Where are organisations at?
Many organisations are working in silos for the adoption of cloud technology. While there are some departments which use cloud for specific projects, there is not a specific direction taken for cloud adoption.
Privacy and security concerns on data access and control were quoted as top reasons for the hesitation of cloud adoption and moving data to the cloud platform.
Following a traditional data strategy is the stage at which most organisations are at. They have a central team that manages the data. A data warehouse is in place too and all the analytics are driven through the data warehouse.
Having a skeletal team of a few data scientists/analysts embedded within the business units is the common approach taken by companies.
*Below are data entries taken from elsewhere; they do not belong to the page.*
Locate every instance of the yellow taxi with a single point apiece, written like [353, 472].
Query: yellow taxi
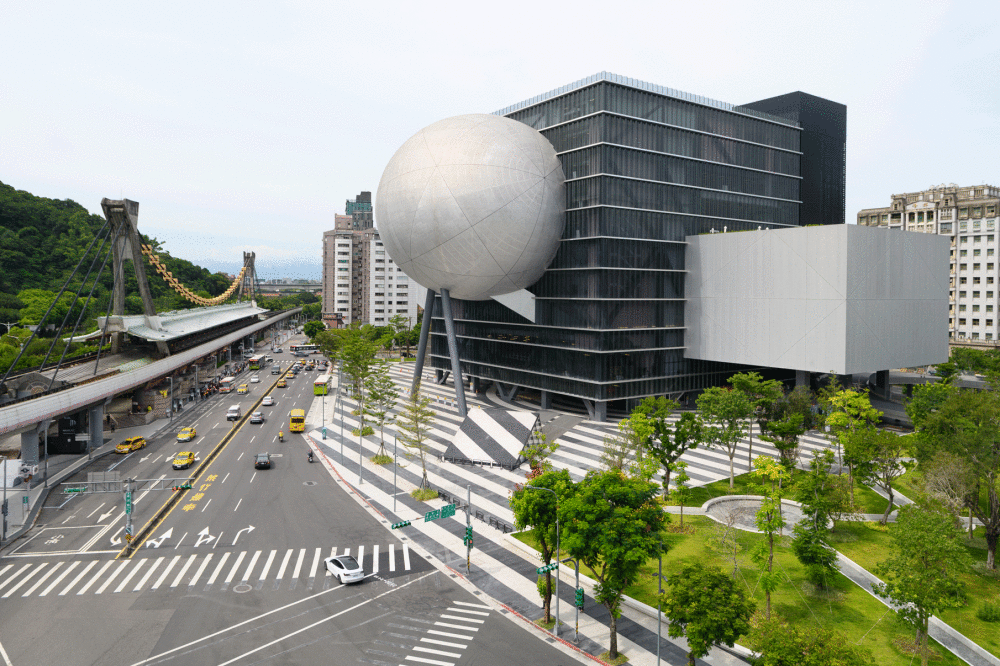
[131, 444]
[184, 459]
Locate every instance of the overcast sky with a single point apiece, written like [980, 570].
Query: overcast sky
[246, 125]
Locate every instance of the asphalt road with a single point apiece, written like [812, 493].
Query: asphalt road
[234, 573]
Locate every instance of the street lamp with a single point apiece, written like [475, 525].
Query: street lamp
[558, 551]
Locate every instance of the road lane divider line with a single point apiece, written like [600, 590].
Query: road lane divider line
[149, 573]
[62, 576]
[77, 579]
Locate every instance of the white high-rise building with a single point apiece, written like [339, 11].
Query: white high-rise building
[969, 215]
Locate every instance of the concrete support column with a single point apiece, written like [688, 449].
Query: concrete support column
[95, 426]
[802, 378]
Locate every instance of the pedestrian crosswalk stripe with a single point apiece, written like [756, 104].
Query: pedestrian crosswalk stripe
[236, 565]
[147, 575]
[78, 578]
[133, 572]
[95, 578]
[72, 565]
[41, 580]
[218, 568]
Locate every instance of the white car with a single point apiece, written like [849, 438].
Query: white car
[345, 568]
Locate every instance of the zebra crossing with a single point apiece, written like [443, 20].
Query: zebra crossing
[276, 569]
[440, 640]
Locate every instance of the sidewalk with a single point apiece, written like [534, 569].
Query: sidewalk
[60, 467]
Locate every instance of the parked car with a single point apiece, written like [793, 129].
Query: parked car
[345, 568]
[183, 460]
[131, 444]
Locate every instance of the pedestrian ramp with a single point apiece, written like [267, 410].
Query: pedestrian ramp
[240, 571]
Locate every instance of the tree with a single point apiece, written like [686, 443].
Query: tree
[414, 424]
[311, 328]
[817, 491]
[921, 575]
[681, 491]
[537, 509]
[671, 441]
[706, 607]
[761, 393]
[382, 395]
[781, 644]
[967, 424]
[612, 524]
[851, 413]
[880, 461]
[724, 410]
[768, 520]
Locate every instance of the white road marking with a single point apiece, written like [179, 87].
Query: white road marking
[201, 569]
[215, 574]
[94, 579]
[41, 580]
[267, 564]
[166, 572]
[236, 565]
[79, 576]
[450, 634]
[463, 610]
[138, 565]
[148, 574]
[253, 561]
[114, 574]
[180, 574]
[58, 580]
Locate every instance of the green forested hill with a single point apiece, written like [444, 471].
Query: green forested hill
[41, 241]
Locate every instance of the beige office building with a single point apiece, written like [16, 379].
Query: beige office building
[969, 216]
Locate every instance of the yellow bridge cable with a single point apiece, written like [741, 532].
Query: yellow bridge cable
[168, 277]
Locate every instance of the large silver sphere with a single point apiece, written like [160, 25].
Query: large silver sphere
[473, 204]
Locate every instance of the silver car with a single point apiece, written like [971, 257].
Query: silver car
[345, 568]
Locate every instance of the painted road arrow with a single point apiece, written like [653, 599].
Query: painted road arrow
[155, 543]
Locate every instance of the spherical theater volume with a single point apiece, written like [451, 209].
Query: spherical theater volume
[473, 204]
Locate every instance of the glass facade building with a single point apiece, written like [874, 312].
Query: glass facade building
[645, 167]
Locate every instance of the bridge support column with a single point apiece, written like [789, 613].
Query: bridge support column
[95, 427]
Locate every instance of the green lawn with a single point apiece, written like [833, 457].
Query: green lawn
[866, 499]
[868, 546]
[847, 608]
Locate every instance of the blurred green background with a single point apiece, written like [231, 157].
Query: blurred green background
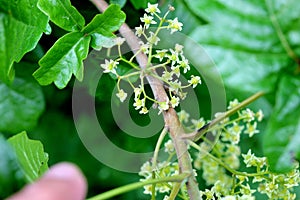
[238, 35]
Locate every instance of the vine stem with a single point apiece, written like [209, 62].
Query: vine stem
[171, 120]
[134, 186]
[198, 134]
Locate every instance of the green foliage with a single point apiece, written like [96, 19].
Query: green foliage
[138, 4]
[120, 2]
[22, 25]
[255, 45]
[252, 47]
[66, 56]
[67, 53]
[10, 174]
[283, 131]
[22, 103]
[63, 14]
[31, 156]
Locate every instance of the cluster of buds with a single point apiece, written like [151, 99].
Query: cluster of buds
[172, 63]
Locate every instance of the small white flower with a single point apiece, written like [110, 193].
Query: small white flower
[139, 31]
[169, 147]
[160, 54]
[121, 95]
[198, 123]
[148, 20]
[146, 169]
[139, 103]
[167, 75]
[174, 101]
[236, 128]
[164, 105]
[144, 47]
[153, 39]
[183, 116]
[249, 158]
[248, 115]
[137, 92]
[175, 25]
[178, 48]
[175, 86]
[184, 63]
[152, 8]
[176, 70]
[251, 129]
[173, 57]
[144, 110]
[195, 80]
[233, 104]
[259, 115]
[119, 41]
[109, 66]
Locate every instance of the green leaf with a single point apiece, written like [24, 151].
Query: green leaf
[64, 59]
[99, 41]
[190, 20]
[282, 137]
[31, 155]
[21, 26]
[21, 104]
[121, 3]
[63, 14]
[241, 38]
[138, 4]
[11, 177]
[103, 25]
[107, 22]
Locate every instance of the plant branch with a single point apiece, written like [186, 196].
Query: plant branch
[199, 133]
[134, 186]
[176, 130]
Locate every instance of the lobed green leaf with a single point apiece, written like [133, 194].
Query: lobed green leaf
[138, 4]
[121, 3]
[282, 137]
[21, 27]
[11, 177]
[21, 104]
[63, 14]
[64, 59]
[243, 43]
[30, 154]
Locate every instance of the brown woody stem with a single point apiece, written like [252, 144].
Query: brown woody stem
[170, 116]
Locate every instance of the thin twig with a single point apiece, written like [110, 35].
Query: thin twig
[170, 116]
[134, 186]
[197, 135]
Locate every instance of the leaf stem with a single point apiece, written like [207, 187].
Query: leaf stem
[197, 135]
[134, 186]
[232, 171]
[157, 147]
[280, 34]
[171, 120]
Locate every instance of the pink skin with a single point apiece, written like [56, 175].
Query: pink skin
[63, 181]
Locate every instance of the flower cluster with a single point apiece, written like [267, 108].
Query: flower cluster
[172, 63]
[222, 155]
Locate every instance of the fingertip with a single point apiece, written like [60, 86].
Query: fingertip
[63, 181]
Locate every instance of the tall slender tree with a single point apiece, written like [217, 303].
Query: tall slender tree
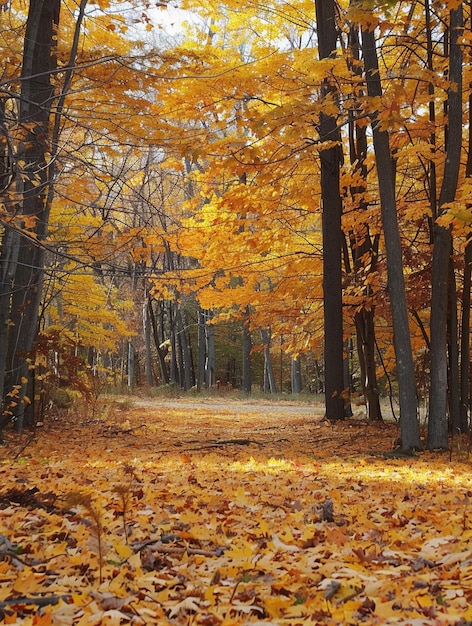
[409, 427]
[442, 246]
[331, 159]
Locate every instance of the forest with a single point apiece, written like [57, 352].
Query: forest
[235, 276]
[263, 197]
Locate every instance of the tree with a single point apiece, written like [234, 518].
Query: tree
[331, 159]
[22, 255]
[442, 244]
[409, 427]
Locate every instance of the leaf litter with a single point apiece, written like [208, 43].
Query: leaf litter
[201, 515]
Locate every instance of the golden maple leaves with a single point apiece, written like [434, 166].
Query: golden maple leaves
[282, 532]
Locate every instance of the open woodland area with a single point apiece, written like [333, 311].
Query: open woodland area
[228, 194]
[214, 213]
[178, 512]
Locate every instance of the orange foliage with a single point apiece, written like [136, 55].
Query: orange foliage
[246, 514]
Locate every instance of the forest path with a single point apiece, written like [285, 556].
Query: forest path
[272, 428]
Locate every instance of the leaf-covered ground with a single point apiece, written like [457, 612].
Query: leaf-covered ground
[189, 514]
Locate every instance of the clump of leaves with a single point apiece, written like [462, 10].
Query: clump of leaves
[84, 499]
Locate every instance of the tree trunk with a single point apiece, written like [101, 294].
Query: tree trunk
[465, 341]
[296, 375]
[34, 113]
[331, 159]
[147, 341]
[201, 350]
[364, 320]
[442, 249]
[270, 386]
[247, 347]
[409, 427]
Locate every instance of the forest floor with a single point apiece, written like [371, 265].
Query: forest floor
[221, 512]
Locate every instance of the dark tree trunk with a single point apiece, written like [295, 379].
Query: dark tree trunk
[409, 426]
[442, 249]
[34, 116]
[247, 347]
[331, 159]
[296, 376]
[270, 385]
[465, 341]
[364, 250]
[364, 320]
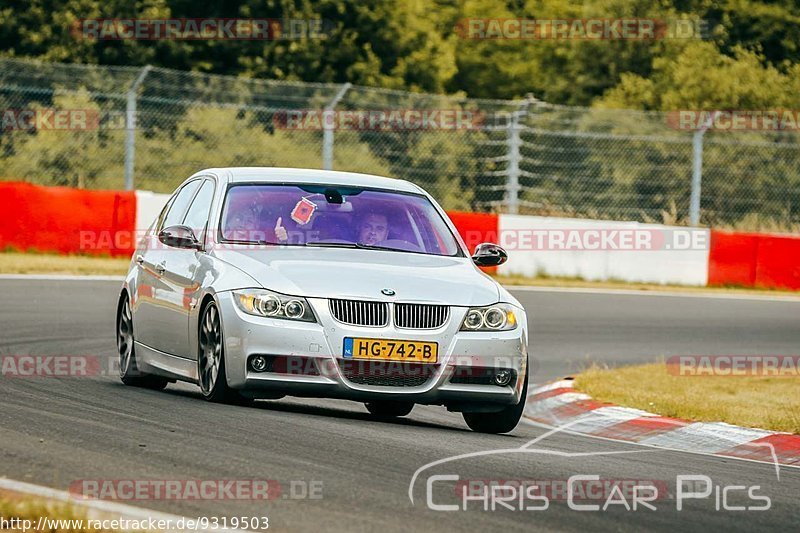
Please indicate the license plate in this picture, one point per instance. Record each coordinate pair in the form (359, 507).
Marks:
(391, 350)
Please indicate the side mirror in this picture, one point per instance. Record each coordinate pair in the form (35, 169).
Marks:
(488, 254)
(179, 237)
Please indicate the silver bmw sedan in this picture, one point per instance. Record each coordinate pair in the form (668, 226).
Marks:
(257, 283)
In addition, they fairly use data and data analytic tools for decision-making. While data is used in the decision-making process, data analysis is done primarily in a manual process.
One of the reasons that this could be attributed to is the poor quality and availability of data that prevents organisations from harnessing data assets.
Other technologies such as machine learning and AI are not used at all in some organisations. Others are using these technologies in experimental stages but are not integrated with the business process.
Either a ‘no process’ or a waterfall-model framework is mostly followed for the deployment of machine learning and AI projects. Organisations which use the former do not have a defined process for ML projects.
Alibaba Cloud and its services
Jessie Yu, Senior Product Lead at Alibaba Cloud, shared that Alibaba Cloud presently has two data centres in Jakarta and there are plans to launch a third one this year.
She gave insights as to how Alibaba cloud provides organisations with suitable infrastructure, according to their business needs, while staying in compliance with the local regulations.
Jessie also provided use cases of organisations leveraging data analytics and driving insights from their data, on top of their cloud infrastructures.
Utilise AI and data with the right technologies and methods
Looking ahead in the transformation journey, it all comes down to how data is being utilised and of the technologies that are used. Businesses should adopt the mindset of adopting ways that will allow them to use their data in the most cost-efficient way while optimising their business processes and creating big value out of it.